Tag: Arc Light

The Down from a Thousand Geese

La qa  

 

There was a student at the university where I taught German. He was an aerial photo analysis expert during the Vietnam War or, as the Vietnamese say, the American war. His job was to guide B-52 strikes on villages and troop concentrations in Laos and Cambodia, strikes which had been forbidden by the US Congress. He had been instructed to target villages where crops had been planted in straight lines, this being an indication, according to higher moral authorities, that the villagers were communist. He began to vector the bombing runs as far away from villages as he could without being caught by his diligent superiors. He also turned to heroin for relief from thinking about the people he had already blown to pieces in the Arc Light attacks, where each time a five square miles of terrain was obliterated by the B-52 bombing pattern. Eventually he refused to serve and was imprisoned and served time in the US military prison, and then came to my state university from San Quentin Prison, whereupon he was elected the student body president and went on to receive many honors.  For many years he was the president of the Vietnam Veterans’ Restoration Project, a veterans’ organization which built eight medical clinics in Vietnam. The US Veterans Administration never recognized his disability claim for post-traumatic stress syndrome. After hearing him talk about his war and post-war experiences, my love and I ate at a local Chinese restaurant. While waiting for our food I wrote the bulk of what follows on paper napkins.

The Down from A Thousand Geese

My Great-Great-Great Uncle Chu Li was half Chinese, half English—the son of an English merchant and a warlord’s daughter. My relatives continued to marry non-Chinese to the extent that you would be hard pressed to see any Asian ancestry in the contours of my eyes.

Chu Li ran away from home because, he said in letters to those who were born after him, there was more cruelty there than there was down on a thousand geese. His grandfather, the warlord, sent out searchers and warned them that they would die if they did not find Chu Li.

Meanwhile, Chu Li wore a disguise and sat on the bank of a great river, thinking about the beauty of the world and the pettiness of human beings. One day the warlord himself came to cross the river. While the group waited for the boat to ferry them over, the warlord asked the young man sitting on the bank if he would care to be one of his soldiers.

The young man, who was Chu Li, answered, after some thought: “If I declare my loyalty to you, what obligations will you have to me?”

The warlord waved his hand impatiently. “I will give you one ten-thousandth of what I earn in a year, plus food and shelter and rice wine enough.

“But will you care for me like a grandson?” Chu Li asked.
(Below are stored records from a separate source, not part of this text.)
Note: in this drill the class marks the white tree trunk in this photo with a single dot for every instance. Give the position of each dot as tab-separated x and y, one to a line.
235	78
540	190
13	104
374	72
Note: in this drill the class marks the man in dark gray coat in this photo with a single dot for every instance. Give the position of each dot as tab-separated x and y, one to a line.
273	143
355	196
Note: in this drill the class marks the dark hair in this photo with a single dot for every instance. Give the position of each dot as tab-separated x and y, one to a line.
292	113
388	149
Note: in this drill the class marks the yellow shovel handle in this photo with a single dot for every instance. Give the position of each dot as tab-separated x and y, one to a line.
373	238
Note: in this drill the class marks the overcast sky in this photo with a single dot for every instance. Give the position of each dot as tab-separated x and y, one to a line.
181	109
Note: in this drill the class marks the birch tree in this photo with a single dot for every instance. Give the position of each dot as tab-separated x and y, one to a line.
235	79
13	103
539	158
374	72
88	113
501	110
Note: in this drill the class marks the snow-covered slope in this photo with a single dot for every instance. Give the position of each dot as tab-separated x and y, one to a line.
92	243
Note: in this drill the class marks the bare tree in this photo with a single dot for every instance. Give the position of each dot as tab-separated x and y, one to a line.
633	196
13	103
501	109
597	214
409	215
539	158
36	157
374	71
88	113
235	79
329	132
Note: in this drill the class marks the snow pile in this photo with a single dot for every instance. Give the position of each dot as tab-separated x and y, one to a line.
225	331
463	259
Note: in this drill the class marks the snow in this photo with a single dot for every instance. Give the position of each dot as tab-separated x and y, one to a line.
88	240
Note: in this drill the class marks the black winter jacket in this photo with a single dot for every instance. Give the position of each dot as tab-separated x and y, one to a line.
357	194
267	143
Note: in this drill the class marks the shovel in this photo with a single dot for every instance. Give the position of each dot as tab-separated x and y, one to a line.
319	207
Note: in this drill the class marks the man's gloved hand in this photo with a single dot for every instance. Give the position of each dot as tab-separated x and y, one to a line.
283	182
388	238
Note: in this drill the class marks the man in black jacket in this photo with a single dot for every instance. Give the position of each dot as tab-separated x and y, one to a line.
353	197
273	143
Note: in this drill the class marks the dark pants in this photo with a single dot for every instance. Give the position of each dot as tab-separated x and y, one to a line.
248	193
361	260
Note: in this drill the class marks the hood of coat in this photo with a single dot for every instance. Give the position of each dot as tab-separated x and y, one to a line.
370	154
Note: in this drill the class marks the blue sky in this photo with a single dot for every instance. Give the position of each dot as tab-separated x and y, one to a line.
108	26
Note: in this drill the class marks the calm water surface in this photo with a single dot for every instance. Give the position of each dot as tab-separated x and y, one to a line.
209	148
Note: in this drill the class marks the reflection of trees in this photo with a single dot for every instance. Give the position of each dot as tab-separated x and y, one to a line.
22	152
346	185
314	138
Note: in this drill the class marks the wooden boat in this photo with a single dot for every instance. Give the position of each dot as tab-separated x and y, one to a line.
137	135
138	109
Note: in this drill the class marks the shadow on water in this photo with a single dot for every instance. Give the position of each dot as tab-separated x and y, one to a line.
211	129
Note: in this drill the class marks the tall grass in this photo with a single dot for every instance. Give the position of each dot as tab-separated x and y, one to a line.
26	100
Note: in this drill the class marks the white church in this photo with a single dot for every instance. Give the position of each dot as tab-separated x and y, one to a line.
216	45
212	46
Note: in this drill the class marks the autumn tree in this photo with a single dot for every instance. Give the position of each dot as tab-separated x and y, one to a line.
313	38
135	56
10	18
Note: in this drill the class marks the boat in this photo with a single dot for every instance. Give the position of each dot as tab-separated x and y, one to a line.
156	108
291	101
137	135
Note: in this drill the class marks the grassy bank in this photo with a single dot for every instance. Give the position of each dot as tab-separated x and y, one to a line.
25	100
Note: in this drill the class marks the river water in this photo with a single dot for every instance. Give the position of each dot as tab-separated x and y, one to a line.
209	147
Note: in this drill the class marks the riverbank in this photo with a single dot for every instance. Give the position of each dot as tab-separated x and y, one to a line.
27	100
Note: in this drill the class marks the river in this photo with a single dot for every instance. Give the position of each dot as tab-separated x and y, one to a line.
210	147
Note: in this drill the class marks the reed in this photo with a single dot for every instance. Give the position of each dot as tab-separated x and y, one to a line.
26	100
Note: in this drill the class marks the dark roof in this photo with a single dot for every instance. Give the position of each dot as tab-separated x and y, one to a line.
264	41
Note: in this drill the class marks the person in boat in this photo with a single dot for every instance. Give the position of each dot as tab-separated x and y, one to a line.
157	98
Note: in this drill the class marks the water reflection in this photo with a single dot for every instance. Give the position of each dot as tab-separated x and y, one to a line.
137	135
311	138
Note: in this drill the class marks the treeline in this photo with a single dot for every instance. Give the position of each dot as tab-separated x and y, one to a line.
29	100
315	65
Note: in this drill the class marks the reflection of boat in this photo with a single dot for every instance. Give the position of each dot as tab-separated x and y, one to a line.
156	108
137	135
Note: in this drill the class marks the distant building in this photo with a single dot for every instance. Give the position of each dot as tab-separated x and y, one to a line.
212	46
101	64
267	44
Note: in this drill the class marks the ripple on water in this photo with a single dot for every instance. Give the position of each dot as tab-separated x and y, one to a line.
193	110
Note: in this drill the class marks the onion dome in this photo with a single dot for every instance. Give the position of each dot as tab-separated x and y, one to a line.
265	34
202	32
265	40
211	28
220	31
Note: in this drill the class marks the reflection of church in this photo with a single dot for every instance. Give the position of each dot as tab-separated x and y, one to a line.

The great man waved his hand dismissively but did not leave. “A grandson obeys his grandfather. The burden of respect rests on him. Therefore, that is how I would treat you.”

“You mean, Your Lordship, you would never walk with me beside a great river, holding my hand, teaching me wisdom and how to laugh? You would never show me which pomegranates to pick and how to eat them?”

“You are to be my soldier to help rule my country, not a soft mother’s child who eats pomegranates all afternoon.”

“What about my mother, if she were to pass?”

“If she were pretty with breasts and hips, I would order her to show her respect by lying with me with her legs spread so that I could show her my power and domination.”

“Your lordship,” said Chu Li, “I do not think I would want to be the grandson of one so powerful, so impatient, so unwilling to learn.”

At that the warlord raised his sword and struck Chu Li on the shoulder with the flat of the blade, sending him rolling in the dust of the riverbank.

When the boat crossed the river with the warlord, who was Chu Li’s mighty grandfather, a cable broke and the boat turned over and sank and all the horses and men were drowned. Only the warlord still swam above the waves. Chu Li entered the muddy water and swam to him and held him by the beard like a goat. The water had washed away Chu Li’s disguise, and so his grandfather recognized him.

“I will throttle you like a goose when I have you in my hands again, you impudent mother’s boy!”

At which, Chu Li let him go.

“Why are you drowning me?” shrieked the warlord.

“I am not drowning you, old man,” said Chu Li. “I am only obediently not interfering in my punishment, so that you may be unobstructed in your absolute right to choke out my life.”

At which the warlord hissed: “You will die by my hand,” and sank beneath the waves, heavier than the wet down from a thousand geese.